How much money does the work pay? 

In the U.S., sites often offer around $20 per hour for tasks such as labeling photos and completing writing exercises. More specialized data annotation work can provide higher pay. For example, DataAnnotation.tech offers $40 for coding tasks, and Outlier.ai offers $60 per hour for chemistry tasks.

Outside of the U.S., data labellers are typically paid a lot less, says Jindal. But despite the higher price tag, there are reasons companies may prefer U.S.-based workers, such as tasks that require specific cultural knowledge or skills that are prevalent in the U.S. 

What have people’s experiences been like? 

On online discussion boards, users report a wide range of experiences with data annotation work. Many describe positive experiences—straightforward onboarding processes, an ample supply of tasks, and good pay.

“I have been working at [DataAnnotation.Tech] for almost 2 years,” one user writes. “You make money by the task or by the hour, depending on the project. They pay via PayPal. I have only worked very part-time in the past couple of years and am nearing the $3k mark. In all honesty, I quit for quite a while during my full-time job, but am back at it. I am currently working on two projects, one for $20 per hour and one for $25 per hour. I am making about $400-$500 a week. This is not permanent, as tasks come and go, but it is a great side income to work on if you needed extra work from a laptop or computer.”

Read More: The Workers Behind AI Rarely See Its Rewards. This Indian Startup Wants to Fix That

But some report less positive experiences, such as being told they had passed the assessment, but then never being offered any tasks. More worryingly, some users report their accounts being deactivated with large amounts of earnings yet to be paid out. One user writes that their account was deactivated with $2,869 worth of work unpaid, and that they emailed the companies’ support contacts, but did not hear back.

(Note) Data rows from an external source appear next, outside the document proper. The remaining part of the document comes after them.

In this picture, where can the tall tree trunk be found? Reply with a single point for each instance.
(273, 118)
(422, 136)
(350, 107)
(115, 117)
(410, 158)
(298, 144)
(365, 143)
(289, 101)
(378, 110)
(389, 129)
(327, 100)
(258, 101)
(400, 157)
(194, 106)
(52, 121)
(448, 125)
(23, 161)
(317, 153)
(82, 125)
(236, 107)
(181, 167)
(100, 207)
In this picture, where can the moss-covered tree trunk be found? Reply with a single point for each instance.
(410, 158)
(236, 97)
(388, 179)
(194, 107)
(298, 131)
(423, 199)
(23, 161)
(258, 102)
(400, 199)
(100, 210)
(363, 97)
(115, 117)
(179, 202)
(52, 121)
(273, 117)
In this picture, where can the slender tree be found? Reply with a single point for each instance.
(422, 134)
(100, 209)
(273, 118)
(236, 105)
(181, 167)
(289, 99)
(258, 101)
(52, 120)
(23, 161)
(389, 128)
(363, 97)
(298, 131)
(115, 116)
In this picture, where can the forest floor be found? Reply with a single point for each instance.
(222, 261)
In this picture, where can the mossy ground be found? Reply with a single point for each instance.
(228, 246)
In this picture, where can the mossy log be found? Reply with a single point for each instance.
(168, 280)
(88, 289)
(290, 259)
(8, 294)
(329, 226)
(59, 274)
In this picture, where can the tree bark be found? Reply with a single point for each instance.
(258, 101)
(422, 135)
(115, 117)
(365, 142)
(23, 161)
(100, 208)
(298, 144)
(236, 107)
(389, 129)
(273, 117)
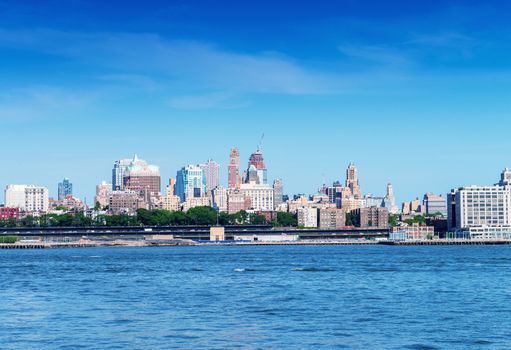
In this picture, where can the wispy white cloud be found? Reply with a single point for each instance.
(221, 100)
(182, 61)
(41, 101)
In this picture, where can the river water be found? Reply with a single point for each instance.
(257, 297)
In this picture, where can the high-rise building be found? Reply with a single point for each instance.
(260, 196)
(65, 189)
(234, 179)
(28, 198)
(236, 201)
(211, 171)
(412, 208)
(482, 211)
(307, 217)
(256, 170)
(219, 199)
(505, 177)
(120, 167)
(190, 183)
(390, 200)
(334, 193)
(9, 213)
(352, 181)
(143, 178)
(278, 193)
(125, 202)
(103, 193)
(373, 217)
(332, 219)
(171, 187)
(434, 204)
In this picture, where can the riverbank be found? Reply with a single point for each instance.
(84, 243)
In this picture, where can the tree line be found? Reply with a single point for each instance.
(156, 217)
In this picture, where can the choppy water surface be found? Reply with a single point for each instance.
(368, 297)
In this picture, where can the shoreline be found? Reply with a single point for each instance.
(189, 243)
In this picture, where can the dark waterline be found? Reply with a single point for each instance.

Data annotation sites often use algorithmic management to keep their costs low, which can result in the poor treatment that many workers experience, says Milagros Miceli, who leads the Data, Algorithmic Systems, and Ethics research group at Weizenbaum-Institut in Berlin. And because the data annotation industry is poorly regulated, companies rarely face consequences for substandard treatment of workers, she says.

Amazon.com Illustrations Ahead Of Earnings Figures

What is the data used for?

Some companies, such as Amazon Mechanical Turk and Upwork, operate in a relatively transparent manner, with the same brand for both purchasers of data labeling labor and for workers. But others don’t. Remotasks is the worker-facing subsidiary of data labeling provider Scale AI, a multi-billion dollar San Francisco-based business with clients including OpenAI, Meta, and the U.S. military. Similarly, Taskup.ai, DataAnnotation.tech, and Gethybrid.io are reportedly subsidiaries of Surge AI, another data labeling provider that serves clients including Anthropic and Microsoft.

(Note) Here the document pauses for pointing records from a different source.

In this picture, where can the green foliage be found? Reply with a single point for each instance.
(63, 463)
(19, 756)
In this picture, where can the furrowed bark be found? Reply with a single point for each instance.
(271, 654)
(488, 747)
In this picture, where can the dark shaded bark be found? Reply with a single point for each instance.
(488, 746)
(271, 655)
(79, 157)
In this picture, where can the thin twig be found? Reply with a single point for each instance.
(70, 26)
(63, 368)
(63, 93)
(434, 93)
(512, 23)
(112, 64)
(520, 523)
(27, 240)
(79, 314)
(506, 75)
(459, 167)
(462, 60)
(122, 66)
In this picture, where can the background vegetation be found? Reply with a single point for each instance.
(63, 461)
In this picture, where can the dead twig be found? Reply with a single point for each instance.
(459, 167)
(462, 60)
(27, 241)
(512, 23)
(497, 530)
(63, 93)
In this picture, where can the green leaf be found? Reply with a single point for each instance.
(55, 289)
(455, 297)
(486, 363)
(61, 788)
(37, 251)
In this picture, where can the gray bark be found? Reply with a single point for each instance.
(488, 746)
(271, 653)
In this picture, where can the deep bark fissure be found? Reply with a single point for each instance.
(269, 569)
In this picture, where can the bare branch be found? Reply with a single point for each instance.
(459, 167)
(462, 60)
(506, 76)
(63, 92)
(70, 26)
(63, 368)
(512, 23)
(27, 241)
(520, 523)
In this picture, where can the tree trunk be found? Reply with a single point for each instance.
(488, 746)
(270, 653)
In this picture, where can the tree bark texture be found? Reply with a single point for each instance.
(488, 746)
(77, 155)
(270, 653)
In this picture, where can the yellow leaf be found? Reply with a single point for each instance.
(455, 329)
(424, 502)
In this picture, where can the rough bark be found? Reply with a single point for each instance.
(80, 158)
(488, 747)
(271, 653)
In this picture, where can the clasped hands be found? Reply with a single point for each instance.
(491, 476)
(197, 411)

Companies say that this secrecy is required to protect sensitive commercial information, such as new product development plans, from leaking, says Miceli. But they also prefer secrecy because it reduces the chances that they will be linked to potentially exploitative conditions, such as low wages and exposure to traumatic content.

A Scale AI spokesperson directed TIME to a blog post that says that Remotasks was established as separate to Scale AI to protect customer confidentiality and cites examples of steps Scale AI has taken to ensure workers are treated fairly. The spokesperson also said that “Remotasks does not engage in projects that require exposure to sensitive images / videos, and in the event such content appears in a dataset it can be reported and removed from the workstream.”

Surge AI, Taskup.ai, DataAnnotation.tech, and Gethybrid.io did not respond to a request for comment in time for publication.

Data work is fundamentally undervalued, argues Jindal, suggesting that data workers could be paid royalties on the products that they help create. 

“Their knowledge and information is being captured in data and used to train these AI models that are called artificial intelligence,” she says. “It’s actually their human intelligence—our collective human intelligence—that’s being embedded in these models.”